Dalam persidangan di Pengadilan Negeri Kota Bekasi JPU menghadirkan barang bukti aset sitaan yang terdiri dari puluhan juta uang rupiah, mata uang asing, beberapa tas merk LV, emas, berlian, sertifikat dan lainnya.
Namun menurut Dohar masih ada beberapa barang bukti yang disita Bareskrim namun JPU belum manghadirkan seperti tas merk Hermes, sertifikat tanah di Suromadu, Madura dan uang 20.000 lembar uang rupiah seratus ribuan.
“Beberapa poin penting yang disorot mencakup ketidakjelasan status barang bukti, ketidaktransparanan dalam menghadirkan barang bukti, dan keraguan mengenai keabsahan penyitaan uang tunai, ” ungkap Dohar.
Misalnya soal ketidakjelasan status barang bukti logam emas batangan, JPU mengatakan menyerupai emas.
Sementara terdakwa dan kuasa hukumnya mengaku barang bukti tersebut merupakan emas asli.
Dohar mengaku agak janggal kenapa JPU melakukan pengetesan emas batangan tersebut baru dilakukan di Pegadaian pada 5 September 2024, sementara barang bukti puluhan kilogram tersebut disita oleh Bareskrim sejak tahun 2021.
Sedangkan barang bukti emas batangan dari tahun 2021 sudah disita Bareskrim namun baru dilakukan pemeriksaan oleh JPU di Pegadaian pada 5 September 2024 kemarin.
Namun, pemeriksaan ini dilakukan hampir tiga tahun setelah barang bukti disita pada tahun 2021. Keterlambatan ini menimbulkan kecurigaan bahwa ada upaya untuk memperlambat proses hukum.
Ketidaktransparanan dalam Penyajian Barang Bukti
Dohar juga menyoroti ketidakmampuan Jaksa Penuntut Umum (JPU) untuk menghadirkan beberapa barang bukti lain yang relevan, seperti sertifikat tanah di Suramadu dan Kalimantan, tas merek Hermes, serta sejumlah uang tunai.
“Ketidak hadiran barang-barang ini menimbulkan kesan bahwa JPU mungkin tidak transparan atau bahkan sengaja menyembunyikan bukti yang bisa mendukung posisi terdakwa, ” tegasnya.
Keraguan atas Penyitaan Uang Tunai
Aspek lain yang menjadi perhatian adalah uang tunai senilai 2 miliar rupiah yang disita.
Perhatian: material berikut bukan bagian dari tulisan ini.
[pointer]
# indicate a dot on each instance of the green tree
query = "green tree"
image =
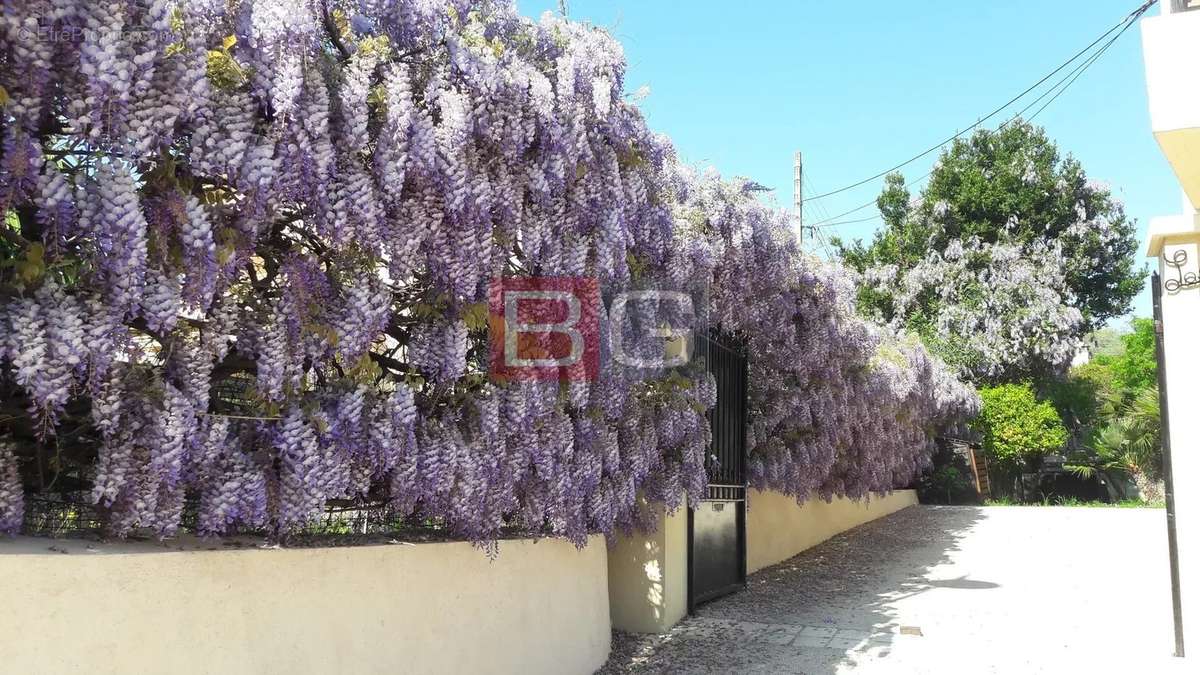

JPU tidak dapat memberikan rincian yang jelas mengenai pecahan uang tersebut, yang menimbulkan keraguan mengenai keabsahan proses penyitaan.
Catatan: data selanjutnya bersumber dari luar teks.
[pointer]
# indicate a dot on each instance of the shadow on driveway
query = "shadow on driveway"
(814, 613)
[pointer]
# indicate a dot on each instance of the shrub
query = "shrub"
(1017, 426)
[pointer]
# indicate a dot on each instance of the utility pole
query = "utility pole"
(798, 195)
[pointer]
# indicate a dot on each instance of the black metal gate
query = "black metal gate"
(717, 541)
Ketidakjelasan ini menjadi sorotan penting, karena transparansi dalam penanganan uang tunai sangat krusial untuk menjaga integritas proses hukum, jelesnya.
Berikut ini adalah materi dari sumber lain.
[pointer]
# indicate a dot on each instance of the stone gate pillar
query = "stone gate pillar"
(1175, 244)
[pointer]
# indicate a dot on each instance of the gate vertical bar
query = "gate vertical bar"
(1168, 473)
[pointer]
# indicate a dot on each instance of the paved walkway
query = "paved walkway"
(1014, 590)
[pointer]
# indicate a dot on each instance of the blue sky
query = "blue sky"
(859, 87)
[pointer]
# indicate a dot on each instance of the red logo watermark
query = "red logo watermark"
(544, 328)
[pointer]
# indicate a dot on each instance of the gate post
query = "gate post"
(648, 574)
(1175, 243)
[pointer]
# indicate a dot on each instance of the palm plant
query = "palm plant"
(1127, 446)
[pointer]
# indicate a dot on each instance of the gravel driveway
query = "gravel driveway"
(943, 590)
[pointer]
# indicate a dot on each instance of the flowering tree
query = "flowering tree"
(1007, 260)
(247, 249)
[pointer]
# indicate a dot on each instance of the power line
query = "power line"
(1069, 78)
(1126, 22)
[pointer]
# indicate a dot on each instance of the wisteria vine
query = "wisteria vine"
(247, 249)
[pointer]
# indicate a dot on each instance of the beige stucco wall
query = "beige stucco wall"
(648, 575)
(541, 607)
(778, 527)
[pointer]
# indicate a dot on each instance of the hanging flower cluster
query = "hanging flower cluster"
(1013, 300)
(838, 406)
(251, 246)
Dohar Jani Simbolon menekankan bahwa penanganan barang bukti dalam kasus ini perlu diperbaiki untuk memastikan keadilan bagi terdakwa.
Keterlambatan dalam pemeriksaan,ketidaktransparanan dalam penyajian barang bukti, dan keraguan atas keabsahan penyitaan uang tunai dapat merusak kepercayaan publik terhadap sistem hukum.
Dalam konteks ini, penting bagi semua pihak untuk bertindak secara profesional dan transparan untuk menjaga integritas proses hukum, tutup Dohar.